Member of the National Assembly for New Caledonia's 2nd constituency
- In office June 22, 2022 – July 8, 2024
- Preceded by: Philippe Gomès
- Succeeded by: Emmanuel Tjibaou

Personal details
- Born: 20 May 1988 (age 38) Nouméa, New Caledonia
- Party: Générations NC
- Alma mater: University of Strasbourg Paris Diderot University

= Nicolas Metzdorf =

New Caledonian politician

Nicolas Metzdorf (born 20 May 1988) is a New Caledonian politician. He is the founding president of the Générations NC, and has served as a Deputy in the French National Assembly from New Caledonia's 2nd constituency from 2022 to 2024 and New Caledonia's 1st constituency since 2024.

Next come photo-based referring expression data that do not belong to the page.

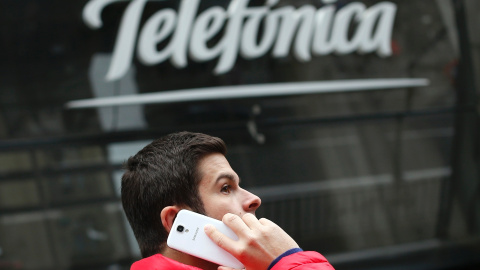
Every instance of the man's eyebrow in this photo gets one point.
(228, 176)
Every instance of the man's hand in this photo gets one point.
(259, 241)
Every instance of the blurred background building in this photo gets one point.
(366, 152)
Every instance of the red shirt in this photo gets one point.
(305, 260)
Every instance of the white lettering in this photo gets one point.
(353, 28)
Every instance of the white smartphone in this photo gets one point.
(187, 235)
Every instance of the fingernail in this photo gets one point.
(208, 228)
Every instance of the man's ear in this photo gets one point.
(168, 215)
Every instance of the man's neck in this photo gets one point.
(188, 259)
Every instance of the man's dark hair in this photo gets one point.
(164, 173)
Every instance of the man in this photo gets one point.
(189, 171)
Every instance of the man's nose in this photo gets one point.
(251, 202)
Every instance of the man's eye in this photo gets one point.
(226, 189)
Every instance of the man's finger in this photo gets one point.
(266, 222)
(219, 238)
(251, 221)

==Early life and education==
Metzdorf was born 20 May 1988 to Claude Metzdorf and Yasmina Kurtovitch. He is of Belgian, Bosnian, English and French descent. His Caldoche parents were stockmen and involved in the pro-loyalist movement. He was raised in Poya, New Caledonia. After completing his secondary education, he went to Europe to attend university. He earned Bachelor's degree in Agronomy from the University of Strasbourg and a master's degree in agro-geography from Paris Diderot University and AgroParisTech.

==Political career==
In 2019, he left Caledonia Together and established Générations NC. He was elected mayor of La Foa in 2020. He was elected to the National Assembly from New Caledonia's 2nd constituency in 2022. In the 2024 election, he changed from the 2nd constituency to the 1st constituency to run against incumbent Philippe Dunoyer of Générations NC's rival Caledonia Together. Metzdorf defeated Dunoyer in the first round and then defeated pro-independence candidate Omayra Naisseline in the second round. A pro-independence candidate, Emmanuel Tjibaou of Caledonian Union, won to succeed Metzdorf in the 2nd.